We formalise the game by considering two distinguished players: MAX and MIN. The game tree is a tree such that each node represents a state of the game. Therefore the root note of the tree is the initial state of the game. Each arc of the tree represents a legal move in the game.
The way we analyse the situation is to consider MAX's best interests: MAX plays to maximise his/her chances of a win while MIN plays to minimise MAX's chance of winning.
The notion of lookahead is the idea that, at any state in the game, one of the players can develop the game tree to a limited extent. A lookahead of 3 from the current game state would mean developing the tree to a depth of three levels. The resulting cut-down game tree is termed the lookahead tree. The leaf nodes of the lookahead tree are termed terminal states.

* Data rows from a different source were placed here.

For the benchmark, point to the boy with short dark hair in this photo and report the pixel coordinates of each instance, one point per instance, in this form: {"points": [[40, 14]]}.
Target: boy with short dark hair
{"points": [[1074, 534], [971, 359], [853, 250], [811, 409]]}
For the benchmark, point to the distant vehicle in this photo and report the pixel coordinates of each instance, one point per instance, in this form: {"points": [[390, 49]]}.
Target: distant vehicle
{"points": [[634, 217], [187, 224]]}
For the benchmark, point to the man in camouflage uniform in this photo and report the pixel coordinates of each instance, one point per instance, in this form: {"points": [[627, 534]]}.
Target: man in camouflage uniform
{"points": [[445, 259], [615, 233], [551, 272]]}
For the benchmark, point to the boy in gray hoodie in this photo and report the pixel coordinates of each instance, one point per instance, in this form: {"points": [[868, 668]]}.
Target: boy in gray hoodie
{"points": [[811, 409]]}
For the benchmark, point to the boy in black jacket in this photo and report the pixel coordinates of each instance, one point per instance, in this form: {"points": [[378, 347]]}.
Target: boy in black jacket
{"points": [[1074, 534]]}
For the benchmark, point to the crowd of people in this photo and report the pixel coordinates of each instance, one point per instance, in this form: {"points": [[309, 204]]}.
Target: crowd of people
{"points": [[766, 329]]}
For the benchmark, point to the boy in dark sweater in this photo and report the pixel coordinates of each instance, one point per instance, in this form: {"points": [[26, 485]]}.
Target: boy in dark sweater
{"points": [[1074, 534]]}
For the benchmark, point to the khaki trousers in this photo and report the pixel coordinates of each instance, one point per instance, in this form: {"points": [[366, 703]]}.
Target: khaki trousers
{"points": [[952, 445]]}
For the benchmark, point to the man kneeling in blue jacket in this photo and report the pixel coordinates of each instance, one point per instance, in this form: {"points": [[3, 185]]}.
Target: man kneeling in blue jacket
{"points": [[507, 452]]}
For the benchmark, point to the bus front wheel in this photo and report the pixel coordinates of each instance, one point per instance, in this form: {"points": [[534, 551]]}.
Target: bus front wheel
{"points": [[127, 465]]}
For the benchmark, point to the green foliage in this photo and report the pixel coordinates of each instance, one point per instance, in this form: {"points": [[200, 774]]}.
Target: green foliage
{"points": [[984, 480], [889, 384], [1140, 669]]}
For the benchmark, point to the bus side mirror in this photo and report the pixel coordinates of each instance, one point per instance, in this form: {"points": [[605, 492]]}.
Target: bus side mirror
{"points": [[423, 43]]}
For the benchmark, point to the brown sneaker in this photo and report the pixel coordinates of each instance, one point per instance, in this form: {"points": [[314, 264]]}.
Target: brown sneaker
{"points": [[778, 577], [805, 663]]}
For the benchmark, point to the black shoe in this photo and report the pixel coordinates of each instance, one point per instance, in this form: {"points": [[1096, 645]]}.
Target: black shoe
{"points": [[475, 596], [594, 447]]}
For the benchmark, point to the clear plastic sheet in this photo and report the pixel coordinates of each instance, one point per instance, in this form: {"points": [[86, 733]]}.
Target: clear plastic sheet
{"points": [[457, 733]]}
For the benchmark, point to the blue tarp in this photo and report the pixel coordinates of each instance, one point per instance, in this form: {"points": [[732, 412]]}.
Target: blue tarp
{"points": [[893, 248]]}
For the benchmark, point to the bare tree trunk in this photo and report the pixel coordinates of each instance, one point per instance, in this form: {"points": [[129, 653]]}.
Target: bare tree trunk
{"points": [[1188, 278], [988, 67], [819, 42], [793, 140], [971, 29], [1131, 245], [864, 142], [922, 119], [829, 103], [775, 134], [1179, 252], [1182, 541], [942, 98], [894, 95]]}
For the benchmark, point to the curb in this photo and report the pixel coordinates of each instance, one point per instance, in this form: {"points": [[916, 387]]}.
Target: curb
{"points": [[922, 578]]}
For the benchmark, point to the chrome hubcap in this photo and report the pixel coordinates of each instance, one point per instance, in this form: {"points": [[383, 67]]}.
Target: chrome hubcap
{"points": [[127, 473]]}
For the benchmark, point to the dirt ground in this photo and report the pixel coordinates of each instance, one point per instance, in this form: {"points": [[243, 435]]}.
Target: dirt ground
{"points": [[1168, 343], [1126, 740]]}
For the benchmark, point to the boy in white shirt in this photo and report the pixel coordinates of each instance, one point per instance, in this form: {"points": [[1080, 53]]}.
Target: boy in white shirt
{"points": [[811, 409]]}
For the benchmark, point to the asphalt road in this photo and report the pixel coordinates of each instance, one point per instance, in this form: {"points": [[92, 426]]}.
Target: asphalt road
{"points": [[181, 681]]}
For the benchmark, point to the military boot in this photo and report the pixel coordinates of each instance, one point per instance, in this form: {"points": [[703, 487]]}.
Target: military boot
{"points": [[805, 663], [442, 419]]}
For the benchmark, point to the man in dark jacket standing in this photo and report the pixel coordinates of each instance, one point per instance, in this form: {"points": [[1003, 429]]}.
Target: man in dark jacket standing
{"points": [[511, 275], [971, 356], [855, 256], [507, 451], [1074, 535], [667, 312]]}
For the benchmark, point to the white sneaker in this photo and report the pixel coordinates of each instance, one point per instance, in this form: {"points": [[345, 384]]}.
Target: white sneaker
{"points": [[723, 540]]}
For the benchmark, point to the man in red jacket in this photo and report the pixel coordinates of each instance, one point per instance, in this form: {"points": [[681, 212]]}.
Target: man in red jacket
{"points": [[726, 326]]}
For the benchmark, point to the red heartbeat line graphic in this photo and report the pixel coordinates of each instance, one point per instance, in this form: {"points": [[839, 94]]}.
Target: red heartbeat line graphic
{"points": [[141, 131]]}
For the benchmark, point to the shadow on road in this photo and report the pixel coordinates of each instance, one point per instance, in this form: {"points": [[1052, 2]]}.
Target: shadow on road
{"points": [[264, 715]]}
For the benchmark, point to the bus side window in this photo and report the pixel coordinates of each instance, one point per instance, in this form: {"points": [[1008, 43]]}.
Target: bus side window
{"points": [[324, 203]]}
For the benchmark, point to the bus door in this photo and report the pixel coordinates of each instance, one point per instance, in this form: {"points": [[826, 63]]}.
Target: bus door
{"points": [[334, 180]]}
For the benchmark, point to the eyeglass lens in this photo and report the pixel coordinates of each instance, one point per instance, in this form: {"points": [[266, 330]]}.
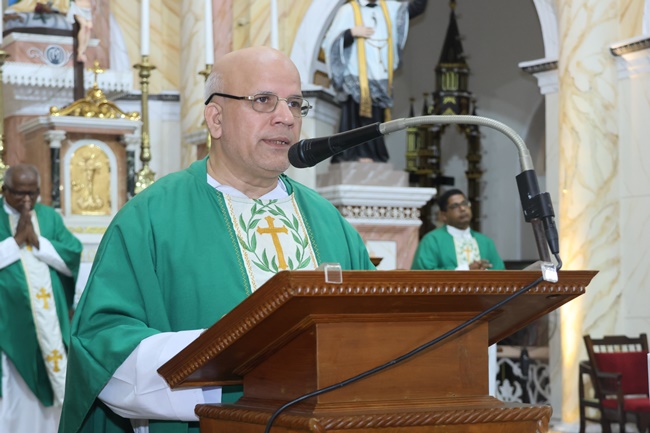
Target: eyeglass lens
{"points": [[266, 103], [464, 203]]}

The ``real'' value of a terminal state is unknown since we are not doing exhaustive search. Hence we need to utilise an evaluation function. This function is a numerical assessment of how good the game state (i.e. the state indicated by the terminal node) is for MAX. A positive score indicates a good position for MAX and a negative score a bad position. Non-terminal nodes represent intermediate game states.
The problem for MAX is to play such as to maximise his/her chances. A choice of moves has to be made to reach the most favourable of the current set of terminal nodes. How does MAX choose? An answer lies in the minimax technique.